In its No Rain on the Plain investigative report Planet Tracker revealed how deforestation in the Brazilian Amazon is directly affecting the region’s ability to reap two crop harvests in a single year.
Brazil has been able to be a dominant soy and maize exporter in part due to a farming technique called double cropping, whereby the same soil reserves are used to produce two crops consecutively in a single year.
The report has found that continued deforestation is shortening the rainy season and decreasing precipitation levels. This leads to a shorter window to plant and harvest two crops under the double cropping practice and results in a higher chance of the second crop failing as it wasn’t given sufficient time.

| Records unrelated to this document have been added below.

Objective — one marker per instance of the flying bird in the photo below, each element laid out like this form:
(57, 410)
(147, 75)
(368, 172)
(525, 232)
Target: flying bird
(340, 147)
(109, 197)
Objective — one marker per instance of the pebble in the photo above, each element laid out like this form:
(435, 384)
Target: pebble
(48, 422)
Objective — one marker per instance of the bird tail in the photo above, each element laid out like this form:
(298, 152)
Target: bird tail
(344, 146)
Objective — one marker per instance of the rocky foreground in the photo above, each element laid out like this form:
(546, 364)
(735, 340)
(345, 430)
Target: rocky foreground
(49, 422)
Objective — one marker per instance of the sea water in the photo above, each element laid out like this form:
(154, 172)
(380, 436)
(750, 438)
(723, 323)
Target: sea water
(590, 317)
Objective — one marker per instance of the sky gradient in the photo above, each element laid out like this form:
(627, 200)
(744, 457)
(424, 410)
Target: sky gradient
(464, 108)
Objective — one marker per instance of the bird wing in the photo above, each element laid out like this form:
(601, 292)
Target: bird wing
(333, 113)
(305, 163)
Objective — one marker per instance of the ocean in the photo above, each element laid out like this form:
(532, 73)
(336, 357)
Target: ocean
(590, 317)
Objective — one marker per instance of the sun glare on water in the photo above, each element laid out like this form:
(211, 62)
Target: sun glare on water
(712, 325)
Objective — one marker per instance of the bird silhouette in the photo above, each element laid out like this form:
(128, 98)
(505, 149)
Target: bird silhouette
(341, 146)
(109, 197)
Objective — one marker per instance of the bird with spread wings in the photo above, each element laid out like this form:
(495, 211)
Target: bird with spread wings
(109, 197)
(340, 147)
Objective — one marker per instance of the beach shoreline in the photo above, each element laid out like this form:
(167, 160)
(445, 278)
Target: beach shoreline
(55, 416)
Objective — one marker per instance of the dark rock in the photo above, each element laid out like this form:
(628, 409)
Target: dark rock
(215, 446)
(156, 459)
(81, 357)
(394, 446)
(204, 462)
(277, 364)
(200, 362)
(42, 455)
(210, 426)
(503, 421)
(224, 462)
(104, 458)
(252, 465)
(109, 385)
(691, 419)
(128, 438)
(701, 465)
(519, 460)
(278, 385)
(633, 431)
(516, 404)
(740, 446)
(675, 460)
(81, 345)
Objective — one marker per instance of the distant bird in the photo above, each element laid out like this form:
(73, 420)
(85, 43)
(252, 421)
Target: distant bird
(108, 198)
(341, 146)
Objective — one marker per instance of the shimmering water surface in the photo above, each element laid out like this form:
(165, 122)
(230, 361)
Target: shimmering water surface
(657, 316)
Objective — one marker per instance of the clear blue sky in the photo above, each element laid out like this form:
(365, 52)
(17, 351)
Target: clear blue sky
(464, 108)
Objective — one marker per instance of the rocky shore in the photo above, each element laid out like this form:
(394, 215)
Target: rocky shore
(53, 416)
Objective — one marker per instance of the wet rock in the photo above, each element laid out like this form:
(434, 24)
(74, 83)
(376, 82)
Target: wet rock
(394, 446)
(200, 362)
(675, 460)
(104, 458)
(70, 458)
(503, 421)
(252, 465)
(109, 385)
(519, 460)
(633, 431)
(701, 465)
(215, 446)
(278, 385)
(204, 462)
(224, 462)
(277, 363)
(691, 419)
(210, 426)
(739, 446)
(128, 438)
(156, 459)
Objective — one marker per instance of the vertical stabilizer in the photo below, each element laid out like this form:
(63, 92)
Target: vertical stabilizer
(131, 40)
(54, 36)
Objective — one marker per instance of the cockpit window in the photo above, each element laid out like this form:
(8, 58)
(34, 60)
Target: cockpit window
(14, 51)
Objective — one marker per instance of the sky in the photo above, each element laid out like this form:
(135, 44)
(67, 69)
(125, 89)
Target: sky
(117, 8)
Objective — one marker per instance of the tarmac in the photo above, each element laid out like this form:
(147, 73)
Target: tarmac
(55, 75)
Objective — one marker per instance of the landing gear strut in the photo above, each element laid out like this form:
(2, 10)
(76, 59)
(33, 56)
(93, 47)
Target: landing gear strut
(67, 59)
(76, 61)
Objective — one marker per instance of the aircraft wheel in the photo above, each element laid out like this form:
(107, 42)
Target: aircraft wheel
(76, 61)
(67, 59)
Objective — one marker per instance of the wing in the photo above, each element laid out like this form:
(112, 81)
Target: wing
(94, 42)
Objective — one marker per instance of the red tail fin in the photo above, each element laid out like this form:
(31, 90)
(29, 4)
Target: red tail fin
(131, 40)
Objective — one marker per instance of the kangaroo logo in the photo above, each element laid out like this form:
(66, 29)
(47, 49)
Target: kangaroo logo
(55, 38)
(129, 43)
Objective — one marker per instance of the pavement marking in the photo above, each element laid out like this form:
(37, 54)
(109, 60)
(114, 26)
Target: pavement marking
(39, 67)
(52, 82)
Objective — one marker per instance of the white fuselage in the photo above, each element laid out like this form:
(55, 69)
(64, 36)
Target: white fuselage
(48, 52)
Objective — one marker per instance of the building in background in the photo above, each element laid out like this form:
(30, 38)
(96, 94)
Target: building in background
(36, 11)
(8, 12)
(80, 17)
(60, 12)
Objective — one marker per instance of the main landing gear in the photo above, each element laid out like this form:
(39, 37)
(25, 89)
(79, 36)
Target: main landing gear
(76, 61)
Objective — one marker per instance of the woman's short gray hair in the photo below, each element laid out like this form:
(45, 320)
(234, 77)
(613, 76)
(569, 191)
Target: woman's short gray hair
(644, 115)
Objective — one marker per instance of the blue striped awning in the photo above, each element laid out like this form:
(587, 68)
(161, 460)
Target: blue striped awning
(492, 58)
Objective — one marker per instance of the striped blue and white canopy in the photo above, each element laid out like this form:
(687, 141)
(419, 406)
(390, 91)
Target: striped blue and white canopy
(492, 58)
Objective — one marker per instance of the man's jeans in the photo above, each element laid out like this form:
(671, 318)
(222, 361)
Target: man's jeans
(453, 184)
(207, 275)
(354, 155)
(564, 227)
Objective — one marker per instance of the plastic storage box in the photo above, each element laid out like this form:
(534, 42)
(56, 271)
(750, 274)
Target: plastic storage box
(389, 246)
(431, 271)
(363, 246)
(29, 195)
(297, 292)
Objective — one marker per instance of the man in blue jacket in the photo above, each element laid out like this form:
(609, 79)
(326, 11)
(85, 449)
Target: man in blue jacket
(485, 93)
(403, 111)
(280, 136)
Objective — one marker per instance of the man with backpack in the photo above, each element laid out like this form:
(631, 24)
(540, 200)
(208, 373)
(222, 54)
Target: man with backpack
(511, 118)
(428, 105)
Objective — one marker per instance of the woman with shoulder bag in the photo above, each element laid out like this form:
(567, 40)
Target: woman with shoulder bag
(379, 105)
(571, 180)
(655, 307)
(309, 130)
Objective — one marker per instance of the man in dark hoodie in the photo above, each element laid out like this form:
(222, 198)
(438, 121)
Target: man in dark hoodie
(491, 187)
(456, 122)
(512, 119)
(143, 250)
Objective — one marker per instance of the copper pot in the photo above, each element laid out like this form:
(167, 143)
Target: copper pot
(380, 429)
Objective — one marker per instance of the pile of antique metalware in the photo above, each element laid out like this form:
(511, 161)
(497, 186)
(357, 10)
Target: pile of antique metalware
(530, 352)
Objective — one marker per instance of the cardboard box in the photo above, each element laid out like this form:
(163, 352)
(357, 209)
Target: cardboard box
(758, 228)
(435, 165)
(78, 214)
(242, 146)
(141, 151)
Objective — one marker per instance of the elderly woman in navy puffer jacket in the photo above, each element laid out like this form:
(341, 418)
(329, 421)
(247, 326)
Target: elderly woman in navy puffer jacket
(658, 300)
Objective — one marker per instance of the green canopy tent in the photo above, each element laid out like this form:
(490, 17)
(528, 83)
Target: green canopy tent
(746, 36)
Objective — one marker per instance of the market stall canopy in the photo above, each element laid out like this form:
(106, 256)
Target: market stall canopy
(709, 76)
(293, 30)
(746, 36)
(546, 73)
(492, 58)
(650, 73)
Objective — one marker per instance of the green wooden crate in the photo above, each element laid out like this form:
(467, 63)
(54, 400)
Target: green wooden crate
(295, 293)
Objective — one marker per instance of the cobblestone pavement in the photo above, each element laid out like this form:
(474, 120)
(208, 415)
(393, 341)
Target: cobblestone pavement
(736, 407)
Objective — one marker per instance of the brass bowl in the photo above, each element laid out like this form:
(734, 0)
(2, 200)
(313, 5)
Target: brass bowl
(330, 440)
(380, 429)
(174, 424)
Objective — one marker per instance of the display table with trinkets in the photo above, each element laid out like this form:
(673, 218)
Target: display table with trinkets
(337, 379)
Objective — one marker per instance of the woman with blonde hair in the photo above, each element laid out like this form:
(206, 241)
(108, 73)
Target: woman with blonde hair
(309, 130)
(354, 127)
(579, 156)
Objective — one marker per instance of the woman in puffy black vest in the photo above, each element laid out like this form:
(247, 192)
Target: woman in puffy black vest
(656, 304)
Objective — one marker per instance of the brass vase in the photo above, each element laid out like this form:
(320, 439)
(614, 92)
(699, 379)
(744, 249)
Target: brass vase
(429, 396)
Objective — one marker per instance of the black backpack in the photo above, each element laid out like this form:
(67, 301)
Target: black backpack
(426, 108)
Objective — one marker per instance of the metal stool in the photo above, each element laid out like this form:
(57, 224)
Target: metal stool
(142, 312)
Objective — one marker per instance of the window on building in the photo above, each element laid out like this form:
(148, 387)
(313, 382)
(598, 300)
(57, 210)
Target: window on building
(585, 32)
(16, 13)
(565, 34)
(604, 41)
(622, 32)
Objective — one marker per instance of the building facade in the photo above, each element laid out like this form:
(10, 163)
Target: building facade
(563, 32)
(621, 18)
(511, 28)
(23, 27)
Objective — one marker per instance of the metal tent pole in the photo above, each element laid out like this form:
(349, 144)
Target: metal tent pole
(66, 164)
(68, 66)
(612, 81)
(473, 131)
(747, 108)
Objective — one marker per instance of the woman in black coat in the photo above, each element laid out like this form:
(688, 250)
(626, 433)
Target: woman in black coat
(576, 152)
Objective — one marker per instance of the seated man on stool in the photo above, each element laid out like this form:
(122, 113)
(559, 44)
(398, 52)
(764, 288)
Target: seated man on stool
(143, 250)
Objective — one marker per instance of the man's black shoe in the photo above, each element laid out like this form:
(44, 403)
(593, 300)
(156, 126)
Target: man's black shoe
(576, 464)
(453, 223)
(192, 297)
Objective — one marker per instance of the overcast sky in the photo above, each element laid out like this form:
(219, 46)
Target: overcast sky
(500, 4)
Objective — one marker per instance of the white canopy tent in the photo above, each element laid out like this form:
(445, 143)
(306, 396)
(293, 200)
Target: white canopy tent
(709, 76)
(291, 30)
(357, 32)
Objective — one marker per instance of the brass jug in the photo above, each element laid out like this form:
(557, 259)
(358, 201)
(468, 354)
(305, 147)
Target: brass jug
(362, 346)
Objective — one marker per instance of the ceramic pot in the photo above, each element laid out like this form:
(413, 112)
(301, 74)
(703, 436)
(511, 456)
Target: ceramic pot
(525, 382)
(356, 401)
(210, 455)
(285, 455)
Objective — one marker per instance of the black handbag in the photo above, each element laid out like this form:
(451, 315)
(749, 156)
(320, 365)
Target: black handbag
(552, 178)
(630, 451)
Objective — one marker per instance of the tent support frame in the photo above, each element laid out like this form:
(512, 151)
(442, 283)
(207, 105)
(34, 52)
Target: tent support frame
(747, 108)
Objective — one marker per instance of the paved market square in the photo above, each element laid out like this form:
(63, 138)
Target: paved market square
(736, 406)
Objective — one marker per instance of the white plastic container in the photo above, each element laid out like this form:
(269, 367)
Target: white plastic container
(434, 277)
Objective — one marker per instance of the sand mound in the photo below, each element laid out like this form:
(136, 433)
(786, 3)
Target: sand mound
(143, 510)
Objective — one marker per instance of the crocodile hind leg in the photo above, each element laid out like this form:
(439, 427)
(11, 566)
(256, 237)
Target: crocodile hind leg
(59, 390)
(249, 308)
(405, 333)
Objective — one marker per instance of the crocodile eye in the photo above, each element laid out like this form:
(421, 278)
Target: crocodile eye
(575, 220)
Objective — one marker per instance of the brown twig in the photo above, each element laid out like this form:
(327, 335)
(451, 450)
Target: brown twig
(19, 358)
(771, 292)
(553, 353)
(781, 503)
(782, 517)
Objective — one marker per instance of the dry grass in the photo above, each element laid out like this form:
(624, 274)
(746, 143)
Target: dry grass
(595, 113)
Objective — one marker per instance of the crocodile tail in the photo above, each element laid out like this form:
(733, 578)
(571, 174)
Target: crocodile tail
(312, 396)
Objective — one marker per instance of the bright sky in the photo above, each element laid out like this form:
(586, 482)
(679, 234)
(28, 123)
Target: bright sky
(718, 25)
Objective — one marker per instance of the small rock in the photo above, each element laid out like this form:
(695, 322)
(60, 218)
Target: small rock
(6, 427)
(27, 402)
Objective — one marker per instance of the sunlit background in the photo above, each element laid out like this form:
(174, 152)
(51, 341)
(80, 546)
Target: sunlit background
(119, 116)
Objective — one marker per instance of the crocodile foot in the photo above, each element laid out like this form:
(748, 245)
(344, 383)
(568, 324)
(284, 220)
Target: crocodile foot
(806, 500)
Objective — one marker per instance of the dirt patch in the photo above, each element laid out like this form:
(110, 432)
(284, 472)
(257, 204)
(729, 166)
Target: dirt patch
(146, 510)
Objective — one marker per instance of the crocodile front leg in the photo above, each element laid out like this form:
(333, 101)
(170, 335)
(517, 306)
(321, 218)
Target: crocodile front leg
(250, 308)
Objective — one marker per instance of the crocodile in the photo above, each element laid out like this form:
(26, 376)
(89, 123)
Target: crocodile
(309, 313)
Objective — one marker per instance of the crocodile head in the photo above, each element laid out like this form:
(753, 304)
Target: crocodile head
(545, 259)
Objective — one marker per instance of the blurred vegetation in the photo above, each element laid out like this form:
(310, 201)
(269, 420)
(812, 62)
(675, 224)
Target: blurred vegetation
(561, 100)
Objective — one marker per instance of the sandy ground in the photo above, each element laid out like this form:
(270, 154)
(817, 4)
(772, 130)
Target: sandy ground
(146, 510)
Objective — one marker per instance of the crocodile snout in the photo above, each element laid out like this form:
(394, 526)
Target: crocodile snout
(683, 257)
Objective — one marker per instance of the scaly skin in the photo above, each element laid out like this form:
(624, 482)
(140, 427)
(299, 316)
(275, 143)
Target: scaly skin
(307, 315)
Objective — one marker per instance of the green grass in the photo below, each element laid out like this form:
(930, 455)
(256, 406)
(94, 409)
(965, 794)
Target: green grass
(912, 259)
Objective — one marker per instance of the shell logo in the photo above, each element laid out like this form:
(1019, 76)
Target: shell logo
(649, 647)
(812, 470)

One response could be further deforestation so that current production levels can be maintained – which, of course, would only further exacerbate the problem of changing rainfall and quickly negate any short-term gains from farming in newly deforested land, the report’s authors write.
“Planet Tracker’s innovative report, No Rain on the Plain, exposed the largely unrecognised deforestation-driven regional climate feedback loop in Brazil which is threatening crop yields,” said Peter Elwin, director of fixed income and head of the food & land use programme at Planet Tracker. “Planet Tracker made practical recommendations for investors to pressure Brazil’s government and agribusiness sector to stop deforestation and protect returns”
Planet Tracker has taken these findings to Brazil’s sovereign bond, equity and debt investors, to put pressure on Brazil’s government and the agribusiness sector, and made practical recommendations to stop deforestation and protect returns, it said.